Cara was born with Kostmanns Syndrome; it’s a one in a million genetic disorder that meant she couldn’t make neutrophils. That’s the white blood cell that fights bacteria and so she had no defence against bacterial infections. She was diagnosed at 4 months old, and you would have had no idea of her condition if I hadn’t have told you. She was a happy and healthy 7 month old baby when we took her for a bone marrow transplant. Our choices were limited, we could take her for transplant or keep her at home knowing that at any point she would get an infection she couldn’t fight off. Either way, there was a chance she would die. The doctors found her a well matched donor cord and we were told there was a 90% chance she would walk out of that hospital and live a full life. No one thought she would die. I put my trust in the doctors and believed the transplant was the right option for her, and that decision that will haunt me forever. We stayed in the hospital nearly 6 months and I watched my daughter go through an endless cycle of complications, treatments and pain I can’t bear to talk about. She passed away just after her first birthday. I will always feel guilty. I know I had no choice, but I will always feel guilty. It’s what mother’s do.

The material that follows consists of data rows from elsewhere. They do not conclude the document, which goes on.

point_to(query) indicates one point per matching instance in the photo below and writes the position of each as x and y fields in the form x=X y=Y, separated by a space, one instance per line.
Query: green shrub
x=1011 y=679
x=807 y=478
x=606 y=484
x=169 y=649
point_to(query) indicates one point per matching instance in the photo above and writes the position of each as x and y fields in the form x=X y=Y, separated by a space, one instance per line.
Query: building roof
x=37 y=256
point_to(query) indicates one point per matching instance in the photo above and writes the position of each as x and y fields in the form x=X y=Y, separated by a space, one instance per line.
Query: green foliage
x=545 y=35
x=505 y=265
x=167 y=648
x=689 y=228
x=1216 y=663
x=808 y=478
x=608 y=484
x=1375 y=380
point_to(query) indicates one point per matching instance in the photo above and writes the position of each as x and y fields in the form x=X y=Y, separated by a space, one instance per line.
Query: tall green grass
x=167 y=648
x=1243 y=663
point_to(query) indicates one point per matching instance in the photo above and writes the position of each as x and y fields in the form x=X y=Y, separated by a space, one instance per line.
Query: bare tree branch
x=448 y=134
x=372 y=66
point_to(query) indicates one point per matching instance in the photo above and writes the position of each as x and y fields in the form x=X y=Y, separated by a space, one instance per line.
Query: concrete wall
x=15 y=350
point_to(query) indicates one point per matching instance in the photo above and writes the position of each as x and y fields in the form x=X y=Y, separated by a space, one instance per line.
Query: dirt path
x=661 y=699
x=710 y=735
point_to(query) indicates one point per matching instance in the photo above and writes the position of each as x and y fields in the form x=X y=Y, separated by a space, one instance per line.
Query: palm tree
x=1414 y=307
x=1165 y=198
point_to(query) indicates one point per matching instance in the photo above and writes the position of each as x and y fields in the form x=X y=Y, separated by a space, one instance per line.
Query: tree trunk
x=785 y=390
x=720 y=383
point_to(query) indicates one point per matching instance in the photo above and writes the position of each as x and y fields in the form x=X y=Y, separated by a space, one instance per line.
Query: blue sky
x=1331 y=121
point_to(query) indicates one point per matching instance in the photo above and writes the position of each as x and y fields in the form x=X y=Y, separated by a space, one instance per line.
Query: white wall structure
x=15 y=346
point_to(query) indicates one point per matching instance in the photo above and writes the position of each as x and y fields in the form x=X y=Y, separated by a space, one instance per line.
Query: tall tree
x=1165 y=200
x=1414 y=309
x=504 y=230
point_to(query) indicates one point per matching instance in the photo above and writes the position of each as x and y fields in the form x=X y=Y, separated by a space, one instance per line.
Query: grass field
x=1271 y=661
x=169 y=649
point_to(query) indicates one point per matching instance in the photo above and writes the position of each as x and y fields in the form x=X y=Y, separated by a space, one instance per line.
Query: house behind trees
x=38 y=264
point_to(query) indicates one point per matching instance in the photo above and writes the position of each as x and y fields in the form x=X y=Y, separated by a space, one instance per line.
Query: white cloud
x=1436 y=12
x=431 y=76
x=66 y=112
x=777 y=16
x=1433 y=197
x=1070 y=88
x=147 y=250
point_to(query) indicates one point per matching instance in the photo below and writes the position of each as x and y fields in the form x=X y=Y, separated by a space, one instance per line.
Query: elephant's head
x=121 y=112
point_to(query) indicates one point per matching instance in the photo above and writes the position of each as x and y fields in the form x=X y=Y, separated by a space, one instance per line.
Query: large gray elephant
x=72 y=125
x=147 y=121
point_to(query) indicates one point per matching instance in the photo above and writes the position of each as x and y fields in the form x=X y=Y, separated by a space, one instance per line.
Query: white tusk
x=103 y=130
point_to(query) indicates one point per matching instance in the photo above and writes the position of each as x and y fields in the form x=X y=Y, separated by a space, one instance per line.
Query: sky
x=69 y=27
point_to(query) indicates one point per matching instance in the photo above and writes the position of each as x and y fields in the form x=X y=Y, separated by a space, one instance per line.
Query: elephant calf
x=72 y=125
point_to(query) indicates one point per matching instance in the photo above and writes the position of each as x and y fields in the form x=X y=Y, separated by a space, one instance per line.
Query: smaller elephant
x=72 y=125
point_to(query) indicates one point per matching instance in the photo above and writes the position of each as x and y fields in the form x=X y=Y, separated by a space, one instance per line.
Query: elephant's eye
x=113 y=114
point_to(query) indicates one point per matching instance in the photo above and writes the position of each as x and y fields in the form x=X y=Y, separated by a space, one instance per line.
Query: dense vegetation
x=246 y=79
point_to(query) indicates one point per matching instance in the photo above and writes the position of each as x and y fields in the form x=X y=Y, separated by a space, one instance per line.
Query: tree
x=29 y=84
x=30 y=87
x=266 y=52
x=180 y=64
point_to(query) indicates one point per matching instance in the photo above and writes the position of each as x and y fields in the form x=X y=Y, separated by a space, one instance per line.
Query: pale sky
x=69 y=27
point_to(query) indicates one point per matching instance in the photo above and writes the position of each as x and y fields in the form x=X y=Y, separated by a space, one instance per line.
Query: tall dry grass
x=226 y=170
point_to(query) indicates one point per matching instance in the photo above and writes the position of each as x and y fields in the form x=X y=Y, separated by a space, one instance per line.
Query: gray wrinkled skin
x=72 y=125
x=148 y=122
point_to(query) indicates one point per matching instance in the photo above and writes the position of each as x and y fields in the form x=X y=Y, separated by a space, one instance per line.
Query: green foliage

Guilt is a huge part of grief, I’m sure I’d feel the same way if she were run over by a bus. It never goes away but it’s not as intense anymore, I’ve just learned to accept it and to know that when it takes over me the feeling will pass. I wanted to punish myself for a long time and I allowed the guilt to take over, now I look back at how brave she was and I want to carry on with the same strength and determination she had.
Two years on from Cara’s death and I am living. I am not killing time every day; I am enjoying precious moments with my sons and my family and have a focus that’s not going anywhere. I have accepted that my life will always be tainted, but have also gained a new outlook on life. Now I don’t worry about anything; if it’s not life threatening and it doesn’t immediately affect the health and happiness of my family it’s not a problem. I see the worries of everyday life that used to get me down and smile because I know there is nothing to worry about anymore. The worst has already happened.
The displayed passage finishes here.